Once you fall behind in literacy, there’s good evidence that the problem can compound itself.
Everyone else speeds up and takes off, and the more they read and write, the more they can read and write, build vocabulary, learn in every subject, and develop their cognitive skills.
Meanwhile, you’re still stuck back on the starting blocks. The more you try and fail, the more negative you feel about reading and writing, and the less inclined you are to keep trying. You thus fall further and further behind in your language skills and your learning more generally.
The Matthew Effect
There’s even a word for this: the Matthew Effect, after the depressing “from he that has not, shall be taken away even that which he has” bit of the Bible. There’s an excellent, recent post about the Matthew Effect on this blog, if you want chapter and verse, so to speak.
However, being a former theological student, I know Matthew 25:29 is the denouement of the Parable of the Talents, which isn’t about life being unfair, it’s about making the most of what you’ve got, and not being lazy or afraid to try. The last bit is only depressing when taken out of context. In fact, it could be taken as an admonishment not to allow learners’ talents and potential to be wasted.
Nowadays, we all need to read and spell to cope with the demands of modern life, and it’s clear from scientific research that only about 5% of the population should have difficulties learning to read, and most of them can still do it with the right teaching. Yet too many people are not learning.
The Amos Effect
I’d thus like to propose a new term, the “Amos Effect” for the rollout of early, evidence-based teaching including synthetic phonics, with extra, well-targeted, expert intervention for anyone who needs it, ensuring that everyone gets the best start at literacy and learning, and nobody falls through the cracks.
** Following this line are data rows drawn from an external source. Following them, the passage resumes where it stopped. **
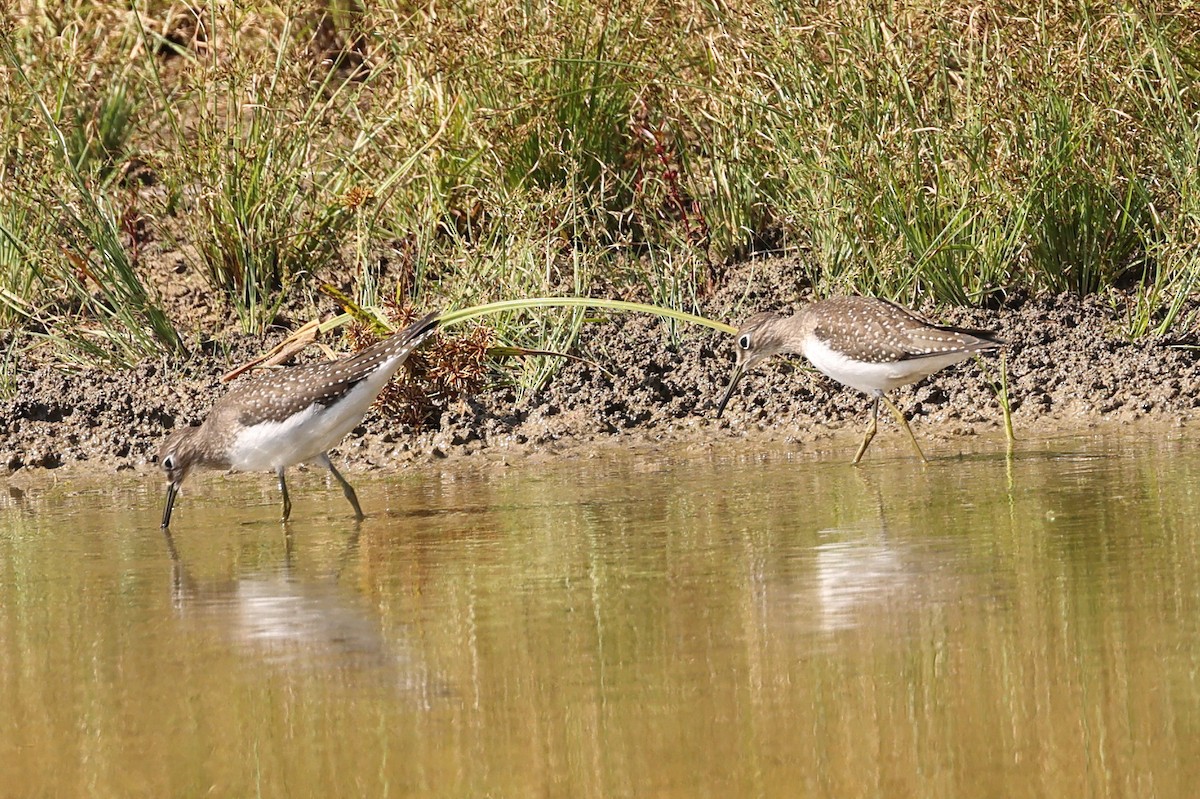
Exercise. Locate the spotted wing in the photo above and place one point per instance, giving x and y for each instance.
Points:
(879, 331)
(279, 395)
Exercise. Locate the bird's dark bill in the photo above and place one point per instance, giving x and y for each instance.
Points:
(729, 392)
(172, 492)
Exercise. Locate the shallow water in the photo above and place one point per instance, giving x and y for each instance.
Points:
(672, 624)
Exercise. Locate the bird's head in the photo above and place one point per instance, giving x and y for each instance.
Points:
(757, 340)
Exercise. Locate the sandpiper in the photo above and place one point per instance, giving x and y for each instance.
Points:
(289, 416)
(867, 343)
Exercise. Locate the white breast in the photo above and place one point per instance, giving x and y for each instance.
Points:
(306, 434)
(875, 377)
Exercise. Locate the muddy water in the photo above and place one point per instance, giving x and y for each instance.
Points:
(701, 623)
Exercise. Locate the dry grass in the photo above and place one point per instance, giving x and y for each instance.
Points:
(907, 149)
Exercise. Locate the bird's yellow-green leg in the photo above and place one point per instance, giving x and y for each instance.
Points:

In my churchgoing childhood I learnt that a lot of people in the Bible talk about equality and social justice, but I’ve always thought that Amos does it best. Verse 5:24 says: “Let justice roll on like a mighty river, and righteousness like an ever-flowing stream” – not overly dramatic in this context, I think, given the gravity of the consequences of illiteracy, for both the individuals affected and the whole society.